La vérification biométrique face aux préoccupations éthiques et à l'expansion mondiale.
En plus de diriger l'une des entreprises d'intelligence artificielle les plus influentes au monde, le milliardaire de la tech Sam Altman mène de nombreux projets annexes. L’un des plus intrigants est sans doute Worldcoin, un concept futuriste visant à scanner les yeux de la population mondiale grâce à la technologie des cryptomonnaies. Mais pourquoi une telle initiative est-elle nécessaire ? Worldcoin envisage la création d’un nouveau système économique planétaire où les individus utiliseraient des identités numériques uniques, obtenues à partir de scans de leur iris, pour effectuer des paiements en ligne et vérifier leur identité. Dans un monde où les bots et les contenus générés par l’intelligence artificielle prolifèrent, ses défenseurs affirment que ces identités numériques permettront de distinguer les humains des machines. Si cette idée semble intéressante, elle paraît aussi légèrement ironique. Après tout, la société d’Altman, OpenAI, contribue elle-même à l’essor de ce type de contenus, c’est-à-dire à la création du problème que Worldcoin prétend résoudre.
Une nouvelle étape
La semaine dernière, Worldcoin a annoncé une refonte de son modèle d’affaires. L’entreprise a non seulement changé de nom pour devenir simplement "World", comme l’indique son site internet, mais elle a également dévoilé une nouvelle version de son dispositif phare, l'Orb. Cet appareil est désormais plus petit, moins encombrant, et il serait également plus rapide et plus performant. “L'Orb est un dispositif inclusif, sécurisé et anonyme qui permet aux détenteurs d’une World ID de vérifier leur humanité et leur unicité”, peut-on lire dans un billet de blog de l’entreprise. Dans sa dernière version, il est équipé du module NVIDIA Jetson le plus avancé, offrant une performance d'IA près de cinq fois supérieure à la version précédente, ce qui permet des vérifications encore plus rapides et fluides. En d'autres termes, elle est plus efficace et plus rapide. Cela ne résout pas cependant le principal problème de la société, la réticence des individus à céder leurs données biométriques, même temporairement, à une entreprise qui peut donner l'impression d’être issue de l’univers dystopique de la série Westworld.

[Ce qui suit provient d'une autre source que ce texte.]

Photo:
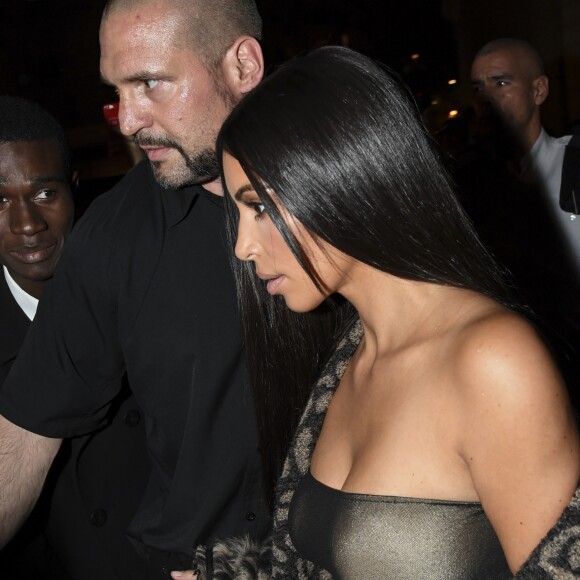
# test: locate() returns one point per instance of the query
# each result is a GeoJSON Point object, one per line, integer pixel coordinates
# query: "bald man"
{"type": "Point", "coordinates": [144, 289]}
{"type": "Point", "coordinates": [508, 74]}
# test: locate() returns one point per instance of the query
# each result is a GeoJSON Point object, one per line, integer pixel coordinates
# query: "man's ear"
{"type": "Point", "coordinates": [243, 65]}
{"type": "Point", "coordinates": [541, 89]}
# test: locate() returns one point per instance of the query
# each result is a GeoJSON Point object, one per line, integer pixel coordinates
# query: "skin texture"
{"type": "Point", "coordinates": [170, 102]}
{"type": "Point", "coordinates": [259, 238]}
{"type": "Point", "coordinates": [36, 211]}
{"type": "Point", "coordinates": [449, 395]}
{"type": "Point", "coordinates": [508, 80]}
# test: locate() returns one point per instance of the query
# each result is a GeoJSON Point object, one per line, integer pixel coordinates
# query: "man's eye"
{"type": "Point", "coordinates": [44, 195]}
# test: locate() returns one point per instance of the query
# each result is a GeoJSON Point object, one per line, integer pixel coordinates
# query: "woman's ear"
{"type": "Point", "coordinates": [243, 65]}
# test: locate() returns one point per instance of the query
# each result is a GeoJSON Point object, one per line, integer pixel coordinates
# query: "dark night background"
{"type": "Point", "coordinates": [49, 49]}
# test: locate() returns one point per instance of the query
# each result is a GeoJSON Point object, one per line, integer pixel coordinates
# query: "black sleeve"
{"type": "Point", "coordinates": [71, 365]}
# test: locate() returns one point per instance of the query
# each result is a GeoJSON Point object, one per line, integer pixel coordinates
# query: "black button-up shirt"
{"type": "Point", "coordinates": [144, 288]}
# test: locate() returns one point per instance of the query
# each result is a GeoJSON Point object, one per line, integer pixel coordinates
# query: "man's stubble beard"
{"type": "Point", "coordinates": [198, 169]}
{"type": "Point", "coordinates": [201, 168]}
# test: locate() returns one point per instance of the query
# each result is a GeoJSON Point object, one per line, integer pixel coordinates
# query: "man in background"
{"type": "Point", "coordinates": [541, 223]}
{"type": "Point", "coordinates": [144, 288]}
{"type": "Point", "coordinates": [508, 74]}
{"type": "Point", "coordinates": [36, 216]}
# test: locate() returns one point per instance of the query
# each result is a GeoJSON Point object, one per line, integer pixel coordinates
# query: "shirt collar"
{"type": "Point", "coordinates": [27, 302]}
{"type": "Point", "coordinates": [178, 202]}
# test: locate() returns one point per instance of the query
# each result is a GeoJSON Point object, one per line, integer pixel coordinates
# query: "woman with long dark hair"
{"type": "Point", "coordinates": [436, 438]}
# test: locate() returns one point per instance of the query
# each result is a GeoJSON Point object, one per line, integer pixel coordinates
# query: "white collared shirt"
{"type": "Point", "coordinates": [27, 302]}
{"type": "Point", "coordinates": [543, 164]}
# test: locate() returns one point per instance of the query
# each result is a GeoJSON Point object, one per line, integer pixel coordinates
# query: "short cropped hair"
{"type": "Point", "coordinates": [24, 120]}
{"type": "Point", "coordinates": [210, 26]}
{"type": "Point", "coordinates": [536, 63]}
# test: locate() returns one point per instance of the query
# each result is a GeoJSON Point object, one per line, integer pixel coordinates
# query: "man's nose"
{"type": "Point", "coordinates": [132, 116]}
{"type": "Point", "coordinates": [26, 220]}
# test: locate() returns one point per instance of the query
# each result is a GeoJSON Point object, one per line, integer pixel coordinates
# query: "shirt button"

Un besoin d'expansion massif
Ces mises à jour ont été annoncées lors d'un événement à San Francisco, où Rich Heley, un cadre lié au projet, a déclaré:
“Pour offrir un accès à chaque humain, nous avons besoin de plus d'Orbs. Beaucoup plus d'Orbs. Probablement mille fois plus d'Orbs que nous en avons aujourd'hui. Non seulement plus d'Orbs, mais aussi plus d'Orbs dans plus d'endroits.”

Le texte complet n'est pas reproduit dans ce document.